Detectives were helped in the investigation by Anthony Curry, a friend of McAtasney, who managed to capture the murder confession on tape. A few days later, McAtasney was arrested and hit with a number of charges, including first-degree murder, first-degree robbery and second-degree desecration of human remains by the Monmouth County Prosecutor’s Office on February 2, 2017, according to a press release.
The motive, according to prosecutors, was to steal money from Stern, who had found a box of money left to her by her late mother, NJ.com reported.

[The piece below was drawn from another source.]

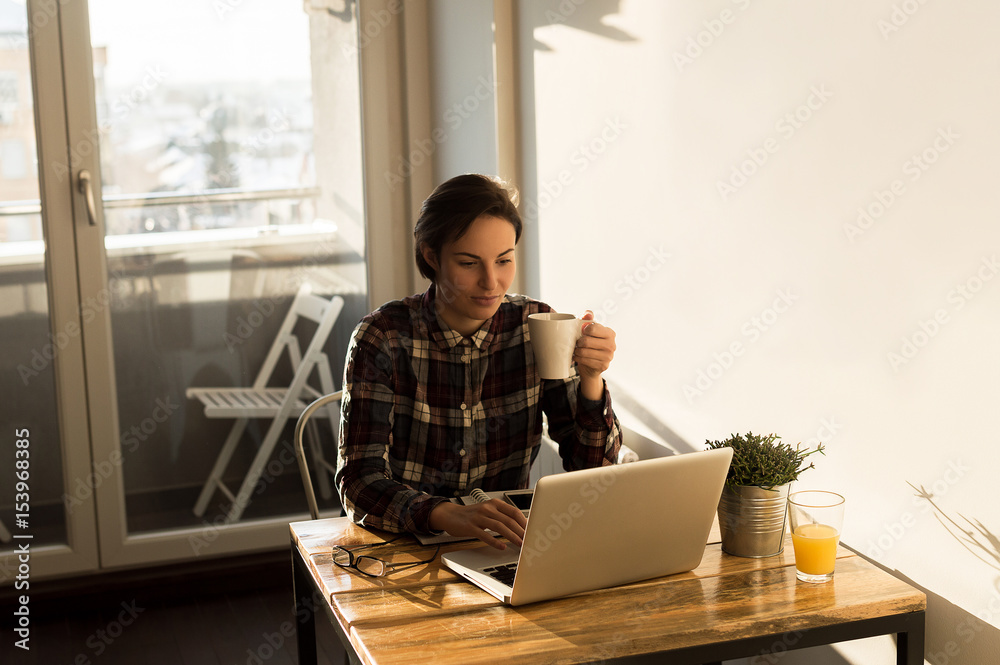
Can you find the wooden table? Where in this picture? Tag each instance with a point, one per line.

Prosecutors said McAtasney and his roommate and friend Preston Taylor threw her body over the route 35 bridge to make it appear like she’d committed suicide. On June 21, 2019, McAtasney was sentenced to life without parole, the prosecutor’s office announced.

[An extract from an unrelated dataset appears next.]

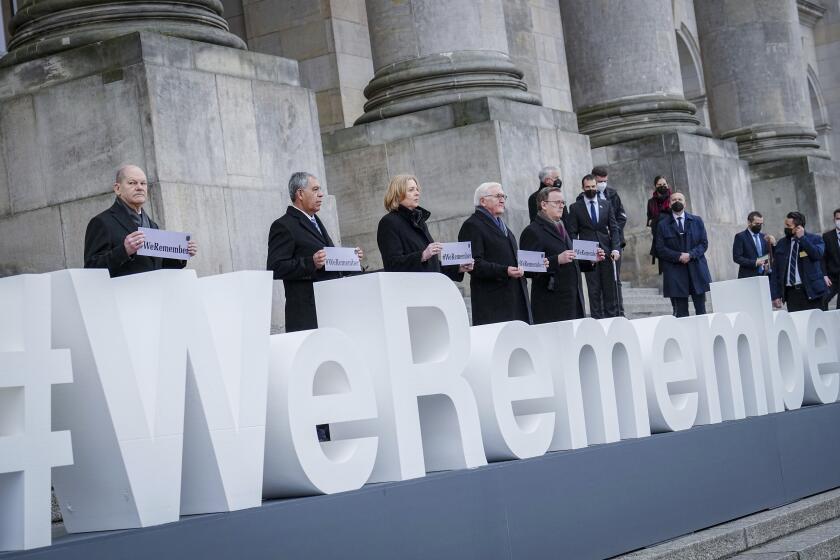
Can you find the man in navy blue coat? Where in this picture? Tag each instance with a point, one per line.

McAtasney Was Found Guilty & Sentenced to Life Without Parole in June 2019
McAtasney, 23, is serving his sentence at the New Jersey State Prison, where he was admitted on June 21, 2019, according to public records with the New Jersey Department of Corrections. New Jersey State Prison in Trenton is the oldest prison in the state, opened in 1836, and is the state’s “only completely maximum security institution, housing the most difficult and/or dangerous offenders in the inmate population,” the New Jersey Department of Corrections states on its website.

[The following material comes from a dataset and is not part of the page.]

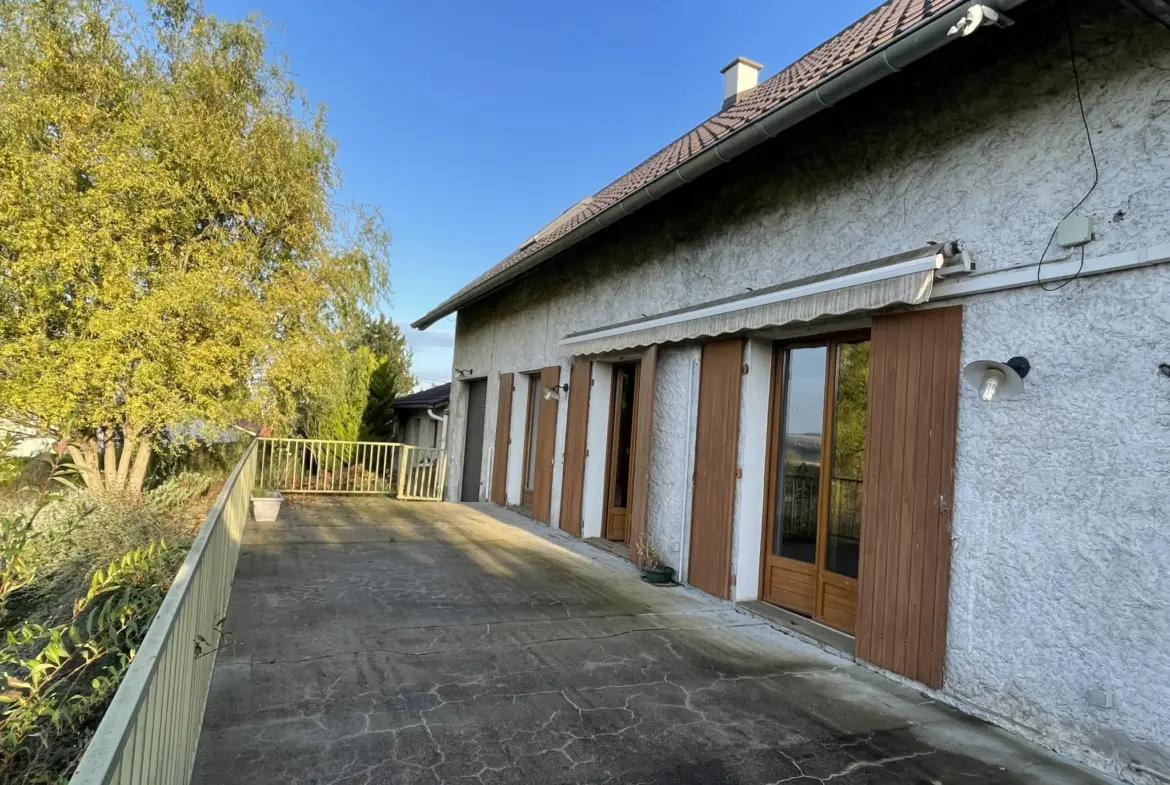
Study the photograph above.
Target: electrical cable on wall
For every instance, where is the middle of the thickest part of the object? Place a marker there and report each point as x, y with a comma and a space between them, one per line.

His listed offenses on his public record include first-degree murder, robbery, disturbing or desecrating human remains and hindering apprehension or prosecution. Due to McAtasney’s sentencing to life in prison without the possibility of parole, there is no release day or parole eligibility date.
After he was found guilty, McAtasney’s attorney told ABC News they would be filing an appeal. “My client and his family are disappointed in the verdict,” Carlos Diaz-Cobo told the outlet. “It was difficult, especially for a 20-year-old boy and his loving mother and family. Their only solace now is that there are several issues for appeal which we intend to file at the appropriate time and believe will reverse this conviction.”
Heavy reached out to McAtasney’s attorney for more information about an appeal but did not hear back in time for publication.
McAtasney Confessed to the Murder on a Secret Recording Made by One of His Friends
During the trial, Curry spoke to the court about how McAtasney had told him about Stern’s inheritance during Thanksgiving in 2016. Curry said he didn’t take him seriously until Stern’s disappearance shortly after, which is when he decided to cooperate with investigators, NJ.com reported.
“He told me he was going to meet up with Sarah, she had found this money,” Curry said while on the stand. “They were going to count it together. He was going to choke her, choke her out. Bring her to the bridge, throw her off and Preston was going to drive the escape vehicle. And they were going to bury the money, and leave the keys in the ignition and make it look like she killed herself.”
In the video of McAtasney’s confession, available in this article, the convicted murderer can be heard complaining that he got a lot less money than he thought he would. In the chilling clip, McAtasney can be heard describing the killing: “I pretty much hung her,” he tells Curry. “I picked her up and had her dangling off the ground. It took me a half-hour to kill her. I set a timer.”